Places that Matter and How to Protect Them

Our thoughts on the Protecting Community Assets Inquiry Interim Report from our Head of Government Affairs, Georgie Holmes-Skelton

What’s your favourite place near to where you live? I live in Reading, and mine is the Abbey ruins. Nestled between the river Kennet and Forbury Gardens with its famous lion statue, this is the site of the medieval Reading Abbey, built at the order of Henry I.

It’s completely ruined, but with huge sections of stonework still standing, and walking around you can get a really wonderful sense of the grandeur and scale of what was once one of the largest monasteries in Europe. Recently refurbished and reopened, it’s a fabulous place to explore. It’s also really well used, providing a space for community events and activities such as live music and theatre, historical tours and educational activities.

There are all kinds of reasons that places are special to different people, but research shows that this connection is real and makes a difference to our health and wellbeing. The link between place and community is particularly important, and the buildings and spaces where we come together to work, play, learn and relax can play a key role in our lives – whether that be a football stadium, pub, library, swimming pool or museum. These places are assets for the community, and when they are lost, there can be real impact on both individuals and the community as a whole.

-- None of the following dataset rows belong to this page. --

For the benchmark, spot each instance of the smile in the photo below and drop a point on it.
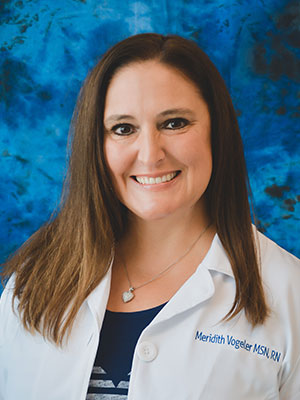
(147, 180)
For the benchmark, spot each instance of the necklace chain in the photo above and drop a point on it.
(129, 295)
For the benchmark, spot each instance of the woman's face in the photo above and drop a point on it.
(157, 140)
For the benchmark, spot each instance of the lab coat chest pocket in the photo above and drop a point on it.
(183, 361)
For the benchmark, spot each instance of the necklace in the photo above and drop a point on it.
(129, 295)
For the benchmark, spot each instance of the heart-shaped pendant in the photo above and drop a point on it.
(127, 296)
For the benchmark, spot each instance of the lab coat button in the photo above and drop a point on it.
(147, 351)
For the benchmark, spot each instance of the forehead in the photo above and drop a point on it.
(149, 84)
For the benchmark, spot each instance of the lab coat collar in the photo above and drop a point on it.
(216, 258)
(198, 288)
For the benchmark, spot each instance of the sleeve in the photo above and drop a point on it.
(291, 388)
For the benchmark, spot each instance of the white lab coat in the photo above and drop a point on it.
(186, 353)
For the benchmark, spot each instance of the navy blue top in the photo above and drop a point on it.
(118, 337)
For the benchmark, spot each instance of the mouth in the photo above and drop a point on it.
(149, 180)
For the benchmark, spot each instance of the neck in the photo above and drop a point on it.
(163, 239)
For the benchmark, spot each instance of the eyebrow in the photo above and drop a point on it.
(172, 111)
(176, 111)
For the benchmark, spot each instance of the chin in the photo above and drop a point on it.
(153, 214)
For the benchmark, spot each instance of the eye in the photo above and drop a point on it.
(123, 129)
(175, 123)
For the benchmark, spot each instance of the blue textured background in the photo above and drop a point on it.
(47, 48)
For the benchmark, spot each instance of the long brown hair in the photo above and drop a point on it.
(61, 263)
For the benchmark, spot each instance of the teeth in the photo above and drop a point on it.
(153, 181)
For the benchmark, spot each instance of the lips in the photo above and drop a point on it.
(151, 180)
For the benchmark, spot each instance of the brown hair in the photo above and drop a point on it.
(60, 264)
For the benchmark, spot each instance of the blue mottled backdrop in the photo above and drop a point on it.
(47, 48)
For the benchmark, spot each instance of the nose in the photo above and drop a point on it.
(150, 147)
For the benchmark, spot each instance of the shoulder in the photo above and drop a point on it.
(277, 263)
(280, 272)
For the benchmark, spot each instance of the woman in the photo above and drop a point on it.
(151, 271)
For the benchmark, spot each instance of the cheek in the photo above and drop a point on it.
(112, 158)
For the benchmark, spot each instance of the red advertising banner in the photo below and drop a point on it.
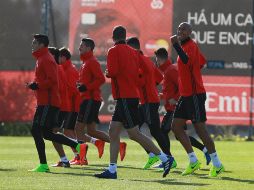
(150, 20)
(228, 99)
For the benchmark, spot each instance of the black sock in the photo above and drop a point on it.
(195, 143)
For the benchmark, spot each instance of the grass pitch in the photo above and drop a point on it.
(18, 154)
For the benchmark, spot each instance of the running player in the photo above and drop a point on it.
(191, 104)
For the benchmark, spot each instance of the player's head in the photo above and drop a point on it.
(119, 34)
(133, 42)
(161, 56)
(184, 31)
(55, 52)
(64, 55)
(39, 41)
(86, 45)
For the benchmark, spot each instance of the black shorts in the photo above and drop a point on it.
(167, 121)
(67, 120)
(126, 112)
(149, 113)
(191, 108)
(46, 117)
(89, 111)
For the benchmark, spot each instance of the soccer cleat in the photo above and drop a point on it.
(83, 152)
(100, 146)
(84, 162)
(191, 168)
(151, 161)
(208, 158)
(160, 166)
(106, 175)
(122, 150)
(61, 164)
(40, 168)
(167, 166)
(75, 160)
(214, 171)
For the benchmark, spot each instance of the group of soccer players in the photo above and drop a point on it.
(71, 99)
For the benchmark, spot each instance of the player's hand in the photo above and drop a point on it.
(172, 101)
(174, 39)
(32, 85)
(81, 87)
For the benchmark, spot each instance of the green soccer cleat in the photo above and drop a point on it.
(174, 165)
(151, 161)
(191, 168)
(214, 171)
(40, 168)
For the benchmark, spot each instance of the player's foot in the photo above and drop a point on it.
(40, 168)
(208, 158)
(61, 164)
(160, 166)
(122, 150)
(107, 175)
(151, 161)
(75, 160)
(100, 146)
(167, 166)
(214, 171)
(84, 162)
(83, 148)
(191, 168)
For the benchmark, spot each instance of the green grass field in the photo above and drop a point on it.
(18, 154)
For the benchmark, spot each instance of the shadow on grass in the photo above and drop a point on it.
(69, 173)
(7, 170)
(250, 181)
(170, 182)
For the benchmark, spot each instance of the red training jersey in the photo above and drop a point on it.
(123, 69)
(190, 78)
(46, 75)
(91, 76)
(152, 77)
(169, 84)
(72, 79)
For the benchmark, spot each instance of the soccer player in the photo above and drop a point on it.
(170, 95)
(150, 103)
(64, 109)
(45, 87)
(90, 80)
(123, 69)
(191, 104)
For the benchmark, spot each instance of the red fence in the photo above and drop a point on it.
(228, 99)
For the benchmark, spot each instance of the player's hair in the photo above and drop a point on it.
(42, 39)
(65, 52)
(133, 42)
(89, 43)
(55, 52)
(161, 53)
(119, 33)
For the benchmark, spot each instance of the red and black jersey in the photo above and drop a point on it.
(170, 84)
(123, 69)
(190, 78)
(72, 79)
(91, 76)
(46, 75)
(63, 90)
(152, 77)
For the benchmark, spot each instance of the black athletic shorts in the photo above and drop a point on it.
(45, 117)
(149, 113)
(67, 120)
(191, 108)
(126, 112)
(89, 111)
(167, 121)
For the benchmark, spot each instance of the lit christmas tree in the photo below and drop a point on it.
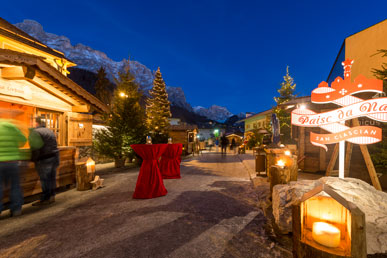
(125, 123)
(158, 110)
(286, 94)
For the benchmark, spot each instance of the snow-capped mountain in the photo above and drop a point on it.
(85, 57)
(214, 112)
(177, 98)
(91, 60)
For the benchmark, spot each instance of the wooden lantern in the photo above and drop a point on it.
(327, 225)
(90, 164)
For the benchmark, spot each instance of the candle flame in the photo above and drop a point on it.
(280, 163)
(326, 234)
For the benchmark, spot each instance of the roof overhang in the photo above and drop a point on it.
(35, 70)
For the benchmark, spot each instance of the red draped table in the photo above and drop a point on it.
(170, 161)
(149, 182)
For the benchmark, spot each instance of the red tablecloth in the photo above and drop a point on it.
(149, 182)
(170, 161)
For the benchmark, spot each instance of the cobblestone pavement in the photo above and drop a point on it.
(212, 211)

But looking after these places and keeping them open to the community can be a challenge.

Visitors exploring the ruins at Fountains Abbey and Studley Royal Water Garden, North Yorkshire

I’ve written previously about the Trust’s research into urban heritage, and its findings about the problems facing urban historic buildings. Many of our findings could apply similarly to the wide range of places which are primarily aimed at serving the community – whether the building itself be historic or not, in both town and countryside. They all require money and expertise to maintain and run, and community organisations and Trusts that are set up to try to manage these places can struggle to access the funding and support they need to be around for the long run. At the same time local authorities are under a lot of financial pressure, and as a result many community assets are facing closure, sale to private developers or otherwise uncertain futures.

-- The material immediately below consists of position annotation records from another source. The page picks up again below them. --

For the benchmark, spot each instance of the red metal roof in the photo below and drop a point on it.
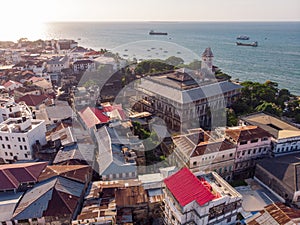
(92, 116)
(186, 187)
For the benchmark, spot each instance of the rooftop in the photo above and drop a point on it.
(186, 187)
(277, 128)
(246, 133)
(284, 168)
(162, 86)
(12, 175)
(275, 213)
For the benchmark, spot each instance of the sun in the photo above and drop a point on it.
(21, 19)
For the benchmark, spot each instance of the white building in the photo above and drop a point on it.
(84, 65)
(17, 135)
(12, 85)
(204, 199)
(10, 109)
(57, 63)
(285, 136)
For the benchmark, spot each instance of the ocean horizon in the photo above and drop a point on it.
(276, 58)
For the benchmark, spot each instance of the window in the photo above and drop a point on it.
(243, 142)
(254, 140)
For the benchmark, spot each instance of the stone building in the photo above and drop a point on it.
(184, 98)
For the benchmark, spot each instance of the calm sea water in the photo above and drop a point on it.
(277, 57)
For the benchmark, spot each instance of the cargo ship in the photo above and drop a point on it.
(152, 32)
(242, 37)
(253, 44)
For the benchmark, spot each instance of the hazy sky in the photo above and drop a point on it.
(14, 11)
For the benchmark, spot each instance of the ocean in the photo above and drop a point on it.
(276, 58)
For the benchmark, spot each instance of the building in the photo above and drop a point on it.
(57, 63)
(203, 199)
(285, 136)
(183, 98)
(34, 101)
(26, 90)
(12, 85)
(10, 109)
(281, 176)
(54, 200)
(60, 111)
(275, 213)
(200, 151)
(252, 143)
(17, 135)
(115, 162)
(20, 177)
(83, 65)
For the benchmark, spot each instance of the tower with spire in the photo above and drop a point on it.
(207, 61)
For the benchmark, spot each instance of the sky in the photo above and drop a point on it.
(34, 11)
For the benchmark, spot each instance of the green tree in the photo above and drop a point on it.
(175, 61)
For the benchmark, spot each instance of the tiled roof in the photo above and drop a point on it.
(275, 213)
(53, 197)
(186, 187)
(207, 53)
(284, 168)
(10, 82)
(207, 148)
(92, 116)
(33, 100)
(83, 61)
(13, 175)
(83, 153)
(60, 112)
(186, 96)
(246, 133)
(278, 128)
(78, 173)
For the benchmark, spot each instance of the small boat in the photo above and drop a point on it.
(242, 37)
(152, 32)
(253, 44)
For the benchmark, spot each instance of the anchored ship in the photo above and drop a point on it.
(152, 32)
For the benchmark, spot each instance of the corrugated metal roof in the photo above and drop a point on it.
(13, 175)
(8, 202)
(186, 187)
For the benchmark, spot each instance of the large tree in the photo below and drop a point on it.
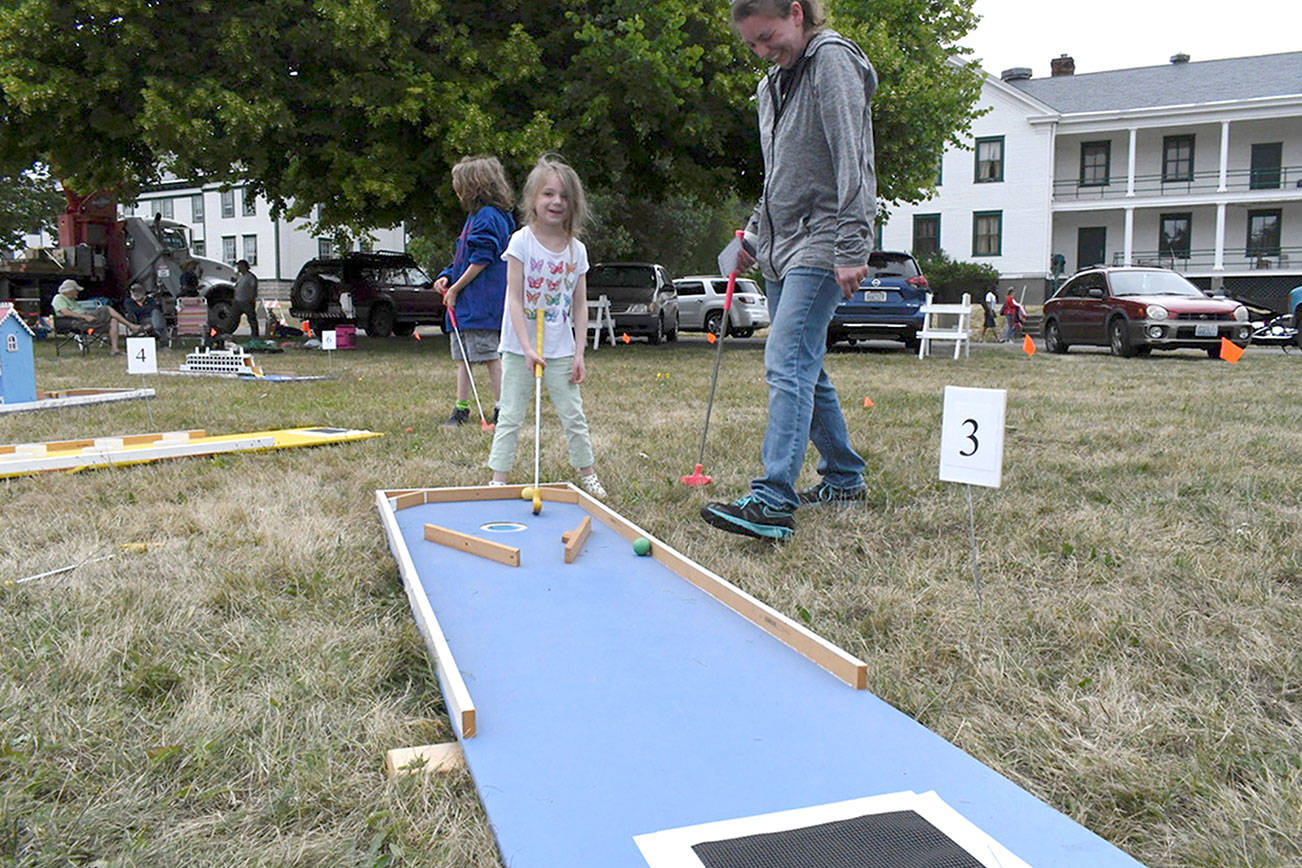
(362, 106)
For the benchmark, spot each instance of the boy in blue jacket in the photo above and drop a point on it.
(474, 285)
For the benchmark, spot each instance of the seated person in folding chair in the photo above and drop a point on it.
(145, 311)
(70, 315)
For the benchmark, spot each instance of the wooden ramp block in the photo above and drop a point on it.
(574, 539)
(507, 555)
(426, 759)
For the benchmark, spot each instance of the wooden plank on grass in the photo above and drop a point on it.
(426, 759)
(507, 555)
(574, 539)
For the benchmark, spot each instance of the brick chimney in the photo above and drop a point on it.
(1063, 65)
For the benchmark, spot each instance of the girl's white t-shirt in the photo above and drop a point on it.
(550, 281)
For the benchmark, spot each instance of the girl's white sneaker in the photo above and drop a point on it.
(593, 486)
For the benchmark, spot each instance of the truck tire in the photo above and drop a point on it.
(223, 315)
(380, 322)
(309, 296)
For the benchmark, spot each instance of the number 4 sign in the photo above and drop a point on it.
(971, 436)
(141, 355)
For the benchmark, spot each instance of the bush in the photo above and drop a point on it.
(951, 279)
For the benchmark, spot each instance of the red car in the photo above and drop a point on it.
(1138, 310)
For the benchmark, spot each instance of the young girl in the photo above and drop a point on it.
(546, 267)
(474, 285)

Visitors walking along the ditch at Avebury, Wiltshire

By way of illustration of the challenges, think for a moment about the skills you might need to create a local campaign and fundraise to successfully save a building. You need to be able to communicate, to spread your word in local news and on social media, convince people to join your cause. You need to be persistent and persuasive, and reach out to key stakeholders to make your case. All extremely important and useful skills for any organisation.

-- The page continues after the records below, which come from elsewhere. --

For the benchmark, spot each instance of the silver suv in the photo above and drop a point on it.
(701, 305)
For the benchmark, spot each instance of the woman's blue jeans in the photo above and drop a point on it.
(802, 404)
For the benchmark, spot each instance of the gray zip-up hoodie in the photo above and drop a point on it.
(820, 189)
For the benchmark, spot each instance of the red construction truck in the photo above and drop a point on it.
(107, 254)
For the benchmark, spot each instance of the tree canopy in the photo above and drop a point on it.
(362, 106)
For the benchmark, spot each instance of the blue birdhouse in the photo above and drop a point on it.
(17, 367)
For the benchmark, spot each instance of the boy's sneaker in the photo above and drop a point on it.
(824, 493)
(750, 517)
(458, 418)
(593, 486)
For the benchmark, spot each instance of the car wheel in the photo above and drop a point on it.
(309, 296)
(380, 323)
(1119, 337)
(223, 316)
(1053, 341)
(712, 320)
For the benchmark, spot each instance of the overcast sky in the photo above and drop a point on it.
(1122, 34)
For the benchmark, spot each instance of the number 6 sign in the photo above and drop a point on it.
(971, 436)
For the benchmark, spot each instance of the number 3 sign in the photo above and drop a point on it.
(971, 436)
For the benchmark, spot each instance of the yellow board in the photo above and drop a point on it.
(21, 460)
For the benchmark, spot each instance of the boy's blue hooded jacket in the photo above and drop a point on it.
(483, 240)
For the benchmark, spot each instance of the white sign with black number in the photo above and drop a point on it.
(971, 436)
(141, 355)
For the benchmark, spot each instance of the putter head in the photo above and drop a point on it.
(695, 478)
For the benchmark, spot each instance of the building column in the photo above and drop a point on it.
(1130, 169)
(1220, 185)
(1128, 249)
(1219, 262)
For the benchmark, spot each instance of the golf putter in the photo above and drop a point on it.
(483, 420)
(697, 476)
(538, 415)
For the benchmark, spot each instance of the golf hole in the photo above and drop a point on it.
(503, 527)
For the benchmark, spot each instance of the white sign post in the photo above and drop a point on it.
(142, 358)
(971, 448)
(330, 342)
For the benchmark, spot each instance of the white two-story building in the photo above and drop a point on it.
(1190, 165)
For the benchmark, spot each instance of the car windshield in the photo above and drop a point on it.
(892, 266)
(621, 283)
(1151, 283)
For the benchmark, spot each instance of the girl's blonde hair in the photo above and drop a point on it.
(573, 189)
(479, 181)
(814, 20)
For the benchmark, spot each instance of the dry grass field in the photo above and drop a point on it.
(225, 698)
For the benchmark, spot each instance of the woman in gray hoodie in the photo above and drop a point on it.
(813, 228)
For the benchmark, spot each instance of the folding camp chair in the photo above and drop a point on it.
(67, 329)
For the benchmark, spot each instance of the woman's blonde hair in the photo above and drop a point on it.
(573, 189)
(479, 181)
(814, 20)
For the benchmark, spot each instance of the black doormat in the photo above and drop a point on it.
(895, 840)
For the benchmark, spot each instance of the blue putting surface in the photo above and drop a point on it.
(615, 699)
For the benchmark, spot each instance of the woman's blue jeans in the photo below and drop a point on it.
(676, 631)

However, once the building has been secured the capabilities needed to keep it running and generate income can be quite different. You now need to be able to write a business case or a detailed funding application, and understand how to balance operating costs against income. You’ll need to employ and manage staff and volunteers, and perhaps project-manage a restoration effort, or put in place a long-term maintenance plan. These are all specialist skills, and while some community campaigners will have experience in these areas, many others will not. Being able to grow capability and access support can make all the difference.

Aerial view of volunteers re-chalking the bronze-age horse figure at White Horse Hill, Oxfordshire

The National Trust has been supporting the Protecting Community Assets Inquiry which has been looking at the challenges for communities that want to protect assets, and this week published its interim report. Its findings are stark – a fifth of existing community assets could be at risk of falling out of community hands unless steps are taken by funders, government and community organisations to protect the community interest in them. It notes recent high-profile losses despite strong community campaigns to try to save them – Hadlow Tower in 2015, and both Hastings Pier and Unity Hall Wakefield in 2017.

The report sets out a range of proposals aimed at improving the situation, with points for funders and finance providers, central and local government, and community groups to consider alongside specific new ideas for ways that communities could be helped to protect their places. These ideas include new pots of funding and principles that could be applied to help funders direct money to have the most impact, approaches for registering community assets and offering protection for community interests during sale or insolvency, and ways to share research, learning, support and good practice between those involved in community assets, and help people build the skills they need.

Remains of the priory (not NT) at Lindisfarne Castle, Northumberland

The National Trust will continue to work with the Inquiry as it develops these ideas further. We’re also looking at what more we can do directly to help communities look after their historic buildings and assets. While organisations such as ours may be able to intervene in some cases and either offer support or take them on to keep them open, it’s not feasible for us to do so in every case – and nor is it our role to do so. Making it viable for communities themselves to take over key assets – or enabling them to protect the community interest when they do change hands – would ensure that people can have a real say, and be able to protect the places that make a difference to their lives.

What’s most important is the recognition that places mean something. Whether that be for historic, cultural or community value, or simply because of the personal connections and memories they spark for people. People should be able to have a say in the future of the buildings and built environment around them, and we want to help find ways to help this to happen.